Nintendo made three big bets, and all of them were worth it
Nintendo

The Nintendo Switch is one of Nintendo’s most successful consoles, and one of the most successful consoles of all time, sitting just barely behind the Nintendo DS and the PS2. It’s hard to overstate the impact that the Switch has had on the industry at large, and almost eight years into its life, it’s still making waves. 

But it’s not going to be around forever. Nintendo has confirmed that it will be announcing the Switch’s successor within the next six months, and if rumors are to be believed, that could be sooner rather than later. With the Switch era coming to an end, and with the recent announcement of the PS5 Pro, I’ve been thinking a lot about the state of game hardware — and how Nintendo hedged a lot of bets that paid off surprisingly well. 

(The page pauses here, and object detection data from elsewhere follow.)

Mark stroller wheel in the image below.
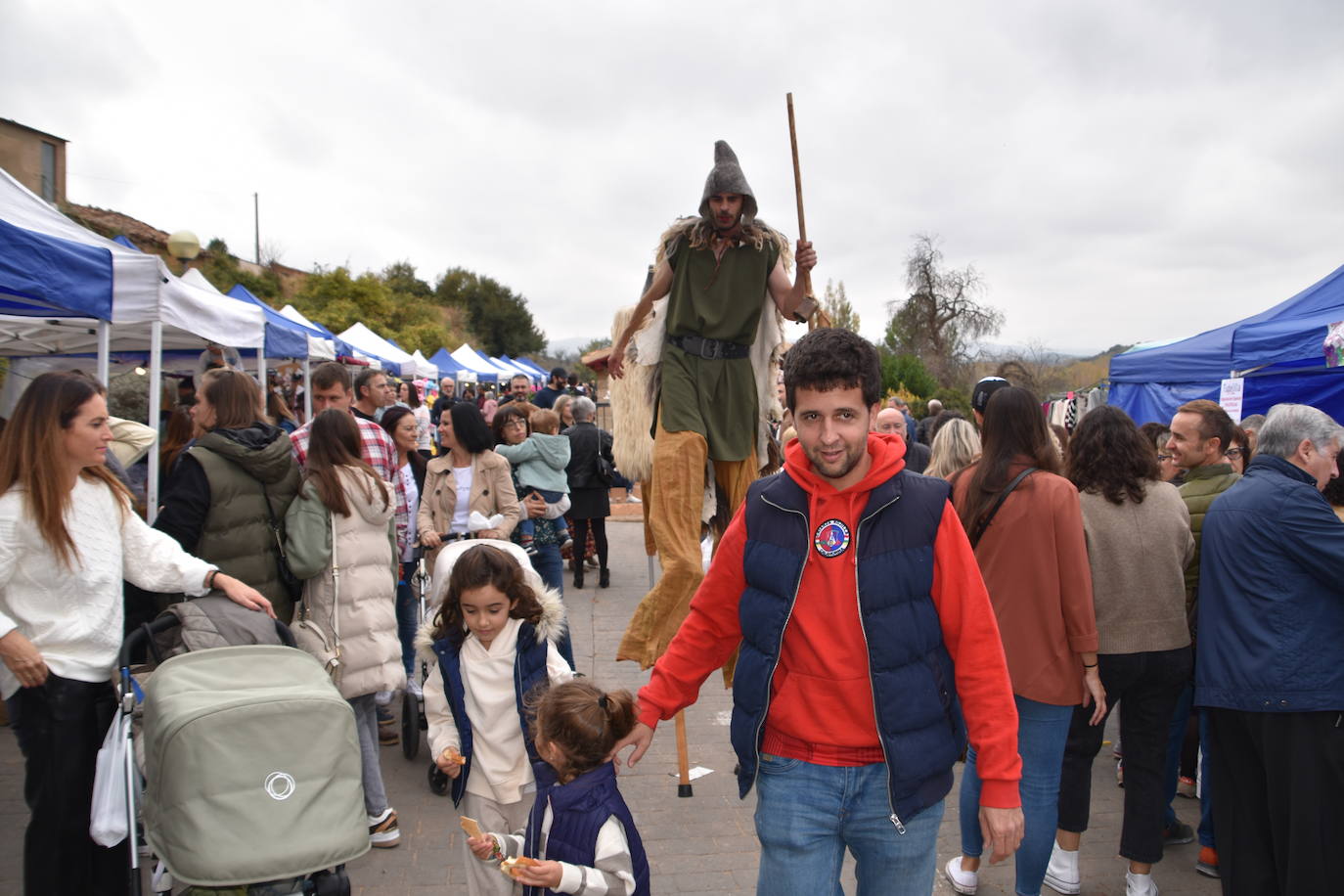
[402,690,420,760]
[428,763,448,796]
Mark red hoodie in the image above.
[640,435,1021,807]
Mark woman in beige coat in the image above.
[416,402,521,568]
[285,410,406,846]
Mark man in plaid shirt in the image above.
[296,361,410,557]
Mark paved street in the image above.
[0,508,1219,896]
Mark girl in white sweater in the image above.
[417,540,574,896]
[0,374,276,896]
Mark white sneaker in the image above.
[1045,842,1083,896]
[367,806,402,849]
[1125,871,1157,896]
[942,856,980,896]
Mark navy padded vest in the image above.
[434,622,550,806]
[522,762,650,896]
[731,470,966,827]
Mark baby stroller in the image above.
[117,597,370,896]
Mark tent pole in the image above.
[98,321,112,385]
[145,321,164,525]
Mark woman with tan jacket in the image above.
[285,408,406,848]
[416,402,521,568]
[945,387,1106,896]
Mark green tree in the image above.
[877,348,938,398]
[195,237,281,301]
[294,267,394,334]
[294,262,465,357]
[883,234,1004,385]
[822,280,859,334]
[434,267,546,356]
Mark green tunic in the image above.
[660,235,780,461]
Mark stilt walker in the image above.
[610,132,817,795]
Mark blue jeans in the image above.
[532,544,575,669]
[515,485,570,541]
[396,562,420,677]
[1163,681,1218,849]
[755,753,944,896]
[961,694,1074,896]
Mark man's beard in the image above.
[709,215,741,239]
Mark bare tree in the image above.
[822,280,859,334]
[995,338,1071,398]
[884,234,1004,385]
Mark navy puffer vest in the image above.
[731,471,966,829]
[434,622,550,806]
[522,762,650,896]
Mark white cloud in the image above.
[0,0,1344,350]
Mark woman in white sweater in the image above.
[0,374,274,896]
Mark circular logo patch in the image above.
[265,771,294,800]
[812,519,849,558]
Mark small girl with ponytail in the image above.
[467,680,650,896]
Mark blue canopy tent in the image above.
[450,342,500,382]
[500,355,550,385]
[514,357,551,382]
[428,348,472,381]
[0,214,112,321]
[1109,260,1344,424]
[224,284,327,359]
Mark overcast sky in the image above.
[0,0,1344,353]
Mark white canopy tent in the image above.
[340,324,438,378]
[0,170,265,521]
[0,170,265,373]
[411,348,438,381]
[449,342,500,382]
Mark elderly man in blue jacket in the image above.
[1194,404,1344,896]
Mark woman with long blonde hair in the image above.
[924,418,980,479]
[0,374,273,896]
[285,408,406,848]
[155,370,298,622]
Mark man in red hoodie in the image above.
[615,329,1023,896]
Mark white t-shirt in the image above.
[0,475,215,697]
[452,467,471,535]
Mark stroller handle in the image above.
[117,612,298,669]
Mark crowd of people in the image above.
[0,321,1344,896]
[621,331,1344,896]
[0,363,634,893]
[0,141,1344,896]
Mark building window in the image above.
[42,141,57,202]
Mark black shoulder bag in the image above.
[261,482,304,604]
[970,467,1038,551]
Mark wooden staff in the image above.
[784,93,830,331]
[676,709,694,796]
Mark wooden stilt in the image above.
[676,709,694,796]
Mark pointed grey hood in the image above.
[700,140,757,226]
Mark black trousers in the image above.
[570,515,606,569]
[1059,648,1193,863]
[1209,709,1344,896]
[5,676,130,896]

I’m going to be focusing on three aspects in particular, instances where Nintendo went against conventional wisdom with the Switch, to many complaints. But through remarkable foresight, or perhaps just sheer dumb luck, these choices were the right call in the end. 

Portability over power 

A man in a suit plays a Nintendo Switch on a crowded bus with a smile on his face.
Nintendo put portability and playability first, kicking off a whole new generation of devices in the process / Nintendo

Nintendo backed out of the power race decades ago. The GameCube was the last console, either home or handheld, in which Nintendo tried to compete on raw compute power, and it didn’t really translate to sales. The Wii proved that gameplay was more important than graphics for most people, and after the failure of the Wii U, Nintendo made a big change: it combined its handheld and console developments. 

Previously, these two teams had been separate, but combining them meant that more resources could be funneled into supporting just one console: the hybrid Nintendo Switch. Launching what is ostensibly a home console on the power budget of a 2015-era smartphone chip was a huge gamble in 2017. With Microsoft and Sony leaning into the 4K revolution with the Xbox One X and PS4 Pro, respectively, launching a device that was barely able to scrape by on 1080p – and often not even that – seemed like a disastrous move. 

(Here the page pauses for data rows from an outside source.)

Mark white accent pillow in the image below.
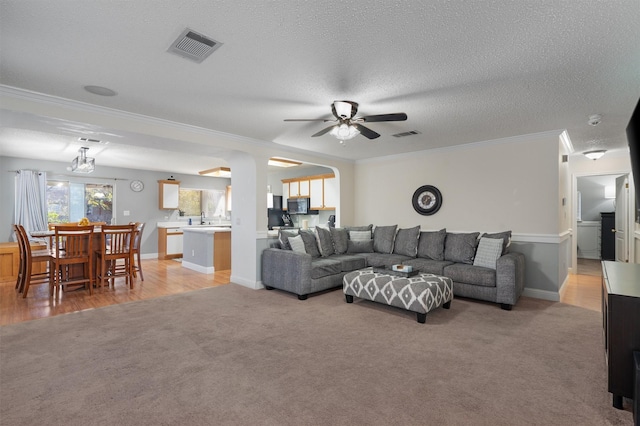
[349,231,371,241]
[473,237,503,269]
[289,235,308,253]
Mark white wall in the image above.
[346,133,559,235]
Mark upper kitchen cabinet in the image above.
[282,174,339,210]
[158,180,180,210]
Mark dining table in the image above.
[29,224,131,292]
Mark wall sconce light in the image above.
[584,149,607,160]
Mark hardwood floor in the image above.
[0,259,231,325]
[0,259,601,325]
[560,259,602,312]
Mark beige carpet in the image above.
[0,285,632,425]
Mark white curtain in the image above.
[14,170,48,243]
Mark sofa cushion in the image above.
[300,230,320,257]
[442,263,496,288]
[473,237,502,269]
[444,232,480,265]
[373,225,398,254]
[287,235,307,253]
[311,257,342,279]
[367,253,412,269]
[481,231,511,254]
[278,229,298,250]
[316,226,335,257]
[349,231,371,241]
[331,254,367,272]
[390,225,420,257]
[402,257,453,276]
[329,228,349,254]
[347,240,373,253]
[418,228,447,260]
[345,224,373,231]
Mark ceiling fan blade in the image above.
[360,112,407,123]
[284,118,335,123]
[311,126,336,138]
[352,123,380,139]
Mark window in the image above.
[178,188,226,218]
[47,180,113,223]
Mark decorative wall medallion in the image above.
[411,185,442,216]
[129,180,144,192]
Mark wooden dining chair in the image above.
[95,225,135,288]
[51,225,95,295]
[129,222,144,281]
[13,225,53,298]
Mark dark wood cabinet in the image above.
[602,261,640,408]
[600,212,616,260]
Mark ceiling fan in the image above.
[284,101,407,141]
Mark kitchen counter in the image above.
[181,226,231,234]
[180,225,231,274]
[157,220,231,229]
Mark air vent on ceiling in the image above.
[392,130,420,138]
[167,28,222,63]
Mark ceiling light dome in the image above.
[584,149,607,161]
[71,146,96,173]
[331,123,360,141]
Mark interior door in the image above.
[615,175,629,262]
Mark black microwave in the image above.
[287,198,311,214]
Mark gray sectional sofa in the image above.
[262,225,524,310]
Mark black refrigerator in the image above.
[267,195,284,229]
[600,212,616,260]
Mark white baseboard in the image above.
[229,275,264,290]
[522,288,560,302]
[182,259,215,274]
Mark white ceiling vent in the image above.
[167,28,222,63]
[392,130,420,138]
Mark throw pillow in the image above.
[373,225,398,254]
[287,235,307,253]
[473,237,502,269]
[316,226,335,257]
[444,232,480,265]
[349,231,371,241]
[278,229,298,250]
[329,228,349,254]
[418,228,447,260]
[300,229,320,257]
[481,231,511,254]
[345,224,373,231]
[347,240,373,253]
[393,225,420,257]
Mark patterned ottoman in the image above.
[342,268,453,324]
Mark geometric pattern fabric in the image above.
[342,268,453,314]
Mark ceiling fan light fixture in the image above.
[71,146,96,173]
[331,123,360,141]
[584,149,607,161]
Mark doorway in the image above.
[572,172,629,275]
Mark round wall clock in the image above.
[129,180,144,192]
[411,185,442,216]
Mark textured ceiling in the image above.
[0,0,640,173]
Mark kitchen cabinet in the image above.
[282,174,339,210]
[158,228,183,260]
[158,180,180,210]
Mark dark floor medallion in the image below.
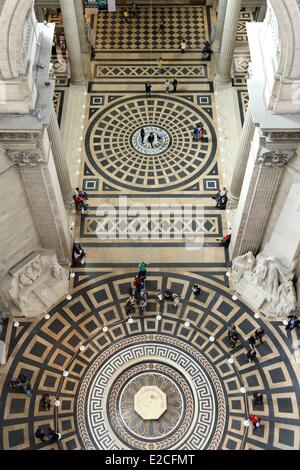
[85,95,217,192]
[77,335,226,450]
[131,126,172,155]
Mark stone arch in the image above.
[0,0,34,80]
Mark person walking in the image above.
[227,324,239,349]
[138,261,148,278]
[180,39,186,54]
[123,8,129,23]
[254,327,265,343]
[131,2,139,18]
[201,41,214,60]
[145,81,152,98]
[248,415,261,431]
[139,299,147,315]
[172,77,178,93]
[172,292,181,307]
[253,392,264,406]
[147,132,154,148]
[193,124,200,142]
[34,427,46,442]
[165,78,171,93]
[157,57,164,73]
[246,349,256,362]
[198,124,205,142]
[285,315,300,330]
[192,284,201,297]
[156,289,164,302]
[248,335,256,349]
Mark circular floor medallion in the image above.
[131,126,172,156]
[85,95,217,192]
[77,335,226,450]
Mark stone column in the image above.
[213,0,227,54]
[8,149,72,264]
[75,0,88,54]
[48,104,73,204]
[216,0,241,85]
[229,149,296,258]
[60,0,85,85]
[256,4,268,23]
[228,105,255,208]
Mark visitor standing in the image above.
[157,57,164,73]
[34,428,46,442]
[145,81,152,98]
[173,77,178,93]
[198,124,205,142]
[192,284,201,297]
[254,326,265,343]
[246,349,256,362]
[123,8,129,23]
[253,392,264,406]
[249,415,261,431]
[147,132,154,148]
[165,78,171,93]
[180,39,186,54]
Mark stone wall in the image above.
[0,151,41,270]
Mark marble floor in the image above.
[0,6,300,450]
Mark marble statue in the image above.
[232,252,297,316]
[271,281,297,315]
[52,264,65,280]
[3,250,69,318]
[25,261,41,282]
[232,251,255,282]
[19,273,32,288]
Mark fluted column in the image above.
[256,4,268,23]
[60,0,85,85]
[213,0,227,53]
[48,105,73,204]
[228,105,255,208]
[229,149,297,258]
[75,0,88,53]
[8,149,72,264]
[216,0,241,85]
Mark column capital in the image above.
[256,149,297,168]
[7,150,43,167]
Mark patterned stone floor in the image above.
[0,270,300,449]
[0,7,300,449]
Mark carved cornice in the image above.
[263,131,300,142]
[257,149,297,168]
[0,132,40,142]
[8,150,43,166]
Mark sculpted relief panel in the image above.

Indeed, following the Switch’s announcement, many lamented its lack of power. Some fans had hoped for a more traditional box full of power, and the Switch certainly wasn’t that. But the head honchos at Nintendo knew what they were doing — after 30 years of success in handheld gaming, they knew that there was a big appetite for mobile gaming. Sure, it wouldn’t ever be pushing out a 4K signal, but it offered just enough power to play home console quality games on the go, and hooking it up to a TV was a bit of a bonus beyond that. 

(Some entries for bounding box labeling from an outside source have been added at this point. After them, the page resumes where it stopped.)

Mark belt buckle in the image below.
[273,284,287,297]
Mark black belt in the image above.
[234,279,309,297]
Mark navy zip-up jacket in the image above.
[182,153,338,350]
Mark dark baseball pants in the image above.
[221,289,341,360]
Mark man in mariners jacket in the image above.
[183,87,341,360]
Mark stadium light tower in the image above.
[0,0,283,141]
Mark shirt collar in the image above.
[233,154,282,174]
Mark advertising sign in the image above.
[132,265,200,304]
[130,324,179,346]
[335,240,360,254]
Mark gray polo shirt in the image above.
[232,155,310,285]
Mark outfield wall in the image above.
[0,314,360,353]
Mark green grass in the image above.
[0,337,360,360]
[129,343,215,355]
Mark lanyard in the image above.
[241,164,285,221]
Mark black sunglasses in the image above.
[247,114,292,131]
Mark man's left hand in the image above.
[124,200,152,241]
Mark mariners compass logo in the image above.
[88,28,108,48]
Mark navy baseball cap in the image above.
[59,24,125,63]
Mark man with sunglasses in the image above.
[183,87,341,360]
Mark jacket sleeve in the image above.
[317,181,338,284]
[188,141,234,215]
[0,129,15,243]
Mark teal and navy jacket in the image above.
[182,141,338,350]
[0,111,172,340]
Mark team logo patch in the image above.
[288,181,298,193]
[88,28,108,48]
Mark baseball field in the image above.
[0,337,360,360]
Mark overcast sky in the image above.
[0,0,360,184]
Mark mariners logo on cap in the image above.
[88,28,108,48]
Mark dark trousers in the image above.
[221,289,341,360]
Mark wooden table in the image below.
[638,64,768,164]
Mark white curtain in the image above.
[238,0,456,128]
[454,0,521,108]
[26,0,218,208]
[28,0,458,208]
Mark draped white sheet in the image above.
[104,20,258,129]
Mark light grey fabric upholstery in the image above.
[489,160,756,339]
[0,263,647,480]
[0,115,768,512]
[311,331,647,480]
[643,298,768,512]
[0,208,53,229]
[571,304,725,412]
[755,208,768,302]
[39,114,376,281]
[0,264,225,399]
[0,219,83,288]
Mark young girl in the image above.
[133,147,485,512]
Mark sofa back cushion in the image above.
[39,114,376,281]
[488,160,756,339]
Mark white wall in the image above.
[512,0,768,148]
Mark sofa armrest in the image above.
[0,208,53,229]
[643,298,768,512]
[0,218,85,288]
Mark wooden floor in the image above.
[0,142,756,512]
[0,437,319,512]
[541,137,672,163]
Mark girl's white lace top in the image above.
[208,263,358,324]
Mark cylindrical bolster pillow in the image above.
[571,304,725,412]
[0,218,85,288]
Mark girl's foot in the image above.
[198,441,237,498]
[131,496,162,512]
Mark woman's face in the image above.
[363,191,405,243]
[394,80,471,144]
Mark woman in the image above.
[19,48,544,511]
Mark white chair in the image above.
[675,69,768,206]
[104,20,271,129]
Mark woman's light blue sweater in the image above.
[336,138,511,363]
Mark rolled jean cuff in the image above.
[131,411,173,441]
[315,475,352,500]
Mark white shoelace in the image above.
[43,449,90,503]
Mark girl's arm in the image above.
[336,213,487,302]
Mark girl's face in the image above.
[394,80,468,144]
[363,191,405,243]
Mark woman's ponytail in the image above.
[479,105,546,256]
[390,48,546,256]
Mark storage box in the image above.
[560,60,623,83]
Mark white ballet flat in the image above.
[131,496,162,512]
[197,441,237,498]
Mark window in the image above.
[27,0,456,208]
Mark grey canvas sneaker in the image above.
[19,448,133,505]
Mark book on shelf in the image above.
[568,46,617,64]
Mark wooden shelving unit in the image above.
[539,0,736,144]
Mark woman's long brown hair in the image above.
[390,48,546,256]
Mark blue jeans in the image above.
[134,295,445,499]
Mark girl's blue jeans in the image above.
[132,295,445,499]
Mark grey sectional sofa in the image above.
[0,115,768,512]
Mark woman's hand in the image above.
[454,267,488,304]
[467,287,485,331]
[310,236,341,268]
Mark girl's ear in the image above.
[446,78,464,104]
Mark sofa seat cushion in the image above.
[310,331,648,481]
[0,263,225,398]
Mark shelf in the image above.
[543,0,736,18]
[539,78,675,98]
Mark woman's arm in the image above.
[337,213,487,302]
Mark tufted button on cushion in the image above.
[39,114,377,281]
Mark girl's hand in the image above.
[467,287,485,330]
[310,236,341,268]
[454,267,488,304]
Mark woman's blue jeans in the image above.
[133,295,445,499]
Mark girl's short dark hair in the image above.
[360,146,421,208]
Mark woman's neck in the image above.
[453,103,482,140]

And look at where it’s gotten us in the years since. The Switch was such a home run that Valve took the ball and ran with it, bringing the Steam Deck to market in 2022. The floodgates were open, and it spawned a whole genre of devices that aimed to emulate what the Switch was doing in sacrificing power for portability. Not every device has been a smash hit, but it feels like just about every other company is trying to capture that magic. There are even rumors that the next Xbox console could have a portable component to it. 

The Switch kicked off a portable computing revolution, and the industry will never be the same because of it. 

Media apps don’t matter

A render of multiple cover images for Netflix original series with the Netflix logo floating above them.
Most people watch Netflix on their phones now / Netflix

One of the biggest complaints leveled at the Switch at launch, and in the years since launch, was that it was missing media apps. There are a few available, like Crunchyroll, YouTube, and Hulu, but the big ones? They’re just not there. Netflix, Disney+, Amazon Prime Video, and Apple TV are all absent on the Switch, and for a lot of people, that’s somewhat of a dealbreaker. Or at least it was. 

There’s no doubt that some people use their PS5 and Xbox Series X|S as a media box, but Nintendo made another bet back in 2017 when it launched the Switch. It made sure that the Switch was about gaming, only gaming, and made absolutely zero efforts to court the media streaming giants and make the Switch an attractive platform for media consumption. 

Seven years on, and you don’t really see a lot of complaints about the lack of media apps on the Switch. Maybe people have just accepted that the Switch is never gonna have Netflix, or maybe Nintendo saw the writing on the wall and made a clever choice. 

The way people watch shows and movies has changed in the last decade. It’s impossible to buy a new TV without streaming apps built in now. Most TVs even have dedicated buttons for Netflix or Disney+ on their remotes, and the only reason anybody uses a PS5 or Xbox to access those apps is because it’s already on. 

But even then, most people aren’t watching movies on their TVs. As much as it might seem wrong, the majority of people are more than content watching the next season of Squid Game on their phones or iPads, and that segment of the market isn’t getting smaller anytime soon. 

I suspect that there’s some kind of technical issue preventing the Switch from having big media apps. Maybe there’s some kind of hardware requirement for the type of DRM used in them, and the Switch doesn’t have that. It’s entirely possible that the Switch 2 addresses this, but if that is the case, I don’t think it’ll be on purpose. I think it’ll be a happy accident that lets Netflix and Disney chuck their apps up on the store, even if barely anyone uses it. 

The rise of Discord 

Key photo for Nintendo Switch Online voice chat showing two players playing Switch with a screenshot of the app overlaid
Nintendo's voice chat solution was a temporary solution to a temporary problem / Nintendo

One of the most controversial decisions that Nintendo made with the Switch was omitting system-level voice chat. Pushing voice chat into a dumb little app was a decision that was almost universally hated by just about everyone. Who would ever use it? The answer was nobody, and I think Nintendo knew that. 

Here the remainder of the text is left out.